Other than having a few freshly renovated and theoretically exciting residential and commercial zones, downtown LA is largely wrought with abandoned warehouses, condemned apartment buildings, and empty theatres. Fortunately, gentrification – one of those things which, apparently, white people like – has sparked what is now considered the second era of active redevelopment since the city's short-lived attempt in the 1980s.

So here’s the big news: A couple weeks ago, plans were approved for redevelopment of the Wilshire Grand Hotel on Figueroa and Wilshire Boulevard. The project – whose profile resonates with those of New York’s Bank of America building and yet-to-be Freedom Towers (following the newest, coolest trend of shiny glass skyscrapers in modern architecture) – is one of many current, billion-dollar, years-in-the-making proposals to revamp a ghostly downtown. The new hotel and office building will splatter the skyline with repulsively bright digital lights smeared across its facades, depicting either over-sized advertisements or dynamic images of nature.


Suggestions for the LED light display (again, not mine).

City councilmen call these lights, for no understandable reason, "art" and "culture." The optimistic might call them "lively" and "unique." The rational mind would call them, at best, gaudy eyesores that pose no semblance to art whatsoever. No matter your disposition, in the end, everything in Los Angeles ends up running over-budget and over-due, so I can promise you that by the time these buildings become realities, no one will really care what the lights look like as long as construction is complete.

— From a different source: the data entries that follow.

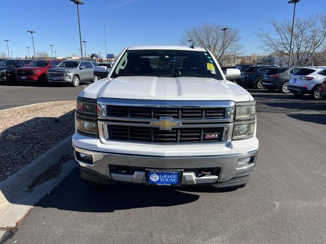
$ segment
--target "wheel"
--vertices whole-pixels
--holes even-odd
[[[282,93],[289,93],[291,92],[290,90],[289,90],[287,87],[289,85],[289,82],[288,81],[286,81],[283,83],[281,86],[281,92]]]
[[[93,77],[93,83],[96,82],[98,80],[98,77],[96,75],[94,75],[94,77]]]
[[[294,97],[296,97],[297,98],[301,98],[301,97],[304,96],[304,94],[303,93],[293,93],[293,95],[294,95]]]
[[[317,86],[314,88],[311,91],[311,96],[316,100],[319,100],[321,99],[320,96],[321,86]]]
[[[257,87],[257,88],[258,89],[264,89],[265,88],[265,86],[263,85],[262,83],[263,79],[258,79],[258,80],[257,81],[257,82],[256,82],[256,86]]]
[[[75,87],[78,86],[79,84],[79,78],[78,78],[78,76],[76,75],[74,75],[73,77],[72,77],[72,84]]]

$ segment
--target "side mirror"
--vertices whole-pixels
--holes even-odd
[[[93,74],[95,76],[97,76],[98,77],[100,77],[101,79],[103,79],[104,78],[106,78],[110,70],[110,68],[107,68],[105,66],[96,66],[94,68]]]

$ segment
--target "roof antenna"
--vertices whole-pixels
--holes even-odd
[[[193,39],[189,39],[188,40],[189,42],[189,45],[190,46],[191,48],[195,48],[195,45],[194,45],[194,42],[193,41]]]

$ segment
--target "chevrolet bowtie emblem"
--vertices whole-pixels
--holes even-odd
[[[153,127],[159,127],[160,130],[171,130],[172,127],[177,127],[180,124],[180,121],[173,120],[172,117],[160,117],[159,121],[151,122],[150,126]]]

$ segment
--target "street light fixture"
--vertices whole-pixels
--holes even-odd
[[[32,35],[32,42],[33,42],[33,50],[34,51],[34,58],[36,57],[36,55],[35,54],[35,47],[34,46],[34,39],[33,38],[33,34],[35,33],[36,32],[34,32],[34,30],[28,30],[27,32],[29,32]]]
[[[31,47],[26,47],[26,48],[27,48],[27,50],[29,50],[29,58],[30,58],[30,48],[31,48]]]
[[[7,48],[8,49],[8,56],[9,56],[9,58],[10,58],[10,54],[9,54],[9,46],[8,46],[8,42],[10,42],[10,40],[4,40],[5,42],[7,42]]]
[[[52,47],[54,46],[54,45],[49,44],[49,46],[51,47],[51,57],[53,57],[53,52],[52,51]]]
[[[225,31],[229,28],[223,28],[221,30],[223,30],[223,44],[222,47],[222,66],[224,65],[224,42],[225,41]]]
[[[86,60],[86,43],[87,41],[83,41],[83,42],[84,42],[84,50],[85,51],[85,60]]]
[[[82,60],[83,60],[83,46],[82,46],[82,33],[80,32],[80,21],[79,20],[79,9],[78,6],[79,5],[84,4],[84,2],[79,0],[70,0],[73,3],[77,5],[77,15],[78,15],[78,25],[79,28],[79,41],[80,42],[80,52],[82,53]]]
[[[294,9],[293,10],[293,18],[292,20],[292,30],[291,32],[291,41],[290,42],[290,51],[289,52],[289,62],[288,63],[288,67],[290,66],[290,60],[291,60],[291,51],[292,49],[292,38],[293,36],[293,27],[294,26],[294,16],[295,15],[295,7],[296,3],[298,3],[300,0],[291,0],[287,2],[288,4],[294,4]],[[293,65],[294,61],[293,61]]]

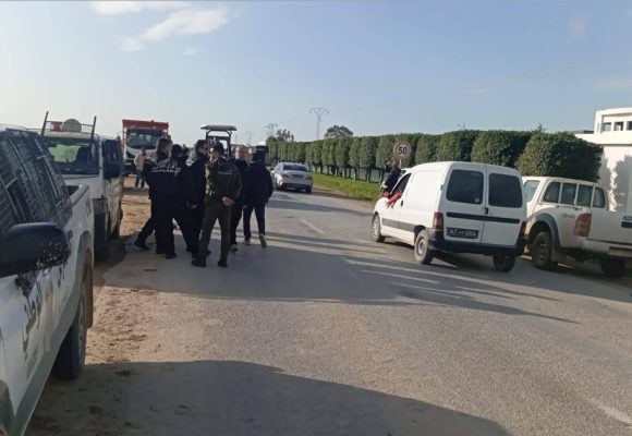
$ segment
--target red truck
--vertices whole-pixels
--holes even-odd
[[[169,136],[169,123],[160,121],[123,120],[125,174],[136,172],[134,158],[141,150],[153,150],[161,137]]]

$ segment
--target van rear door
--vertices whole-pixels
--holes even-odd
[[[485,230],[482,242],[489,245],[515,245],[526,206],[520,174],[505,167],[487,166]]]
[[[476,243],[485,223],[485,167],[453,164],[443,187],[443,238]]]

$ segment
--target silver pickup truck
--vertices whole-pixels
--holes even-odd
[[[36,133],[0,125],[0,435],[22,435],[51,370],[84,365],[94,217]]]

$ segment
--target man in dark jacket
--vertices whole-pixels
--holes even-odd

Of all about which I could have written, why did I choose to feature a currently non-existent, shiny hotel for this inaugural post? Because I wanted to make a potentially relevant, absolutely cliché metaphor about the Wilshire Grand becoming something new, symbolizing what Los Angeles is all about – hope. Hope is that nebulous stuff which thrust our current president into the White House. Hope is that foolishness which emboldens the mediocre to attempt something extraordinary, even if they are destined to fail. But, hope is also that force which causes us to believe in the possibility and the beauty of renewal. To spare you the trouble of reading endless, inspirational rhetoric, and because it is my bedtime, I’ll just end with this: Hope for a better city is what keeps Los Angeles alive and changing every day.

Just kidding. Los Angeles is a mess. But I love it, anyhow.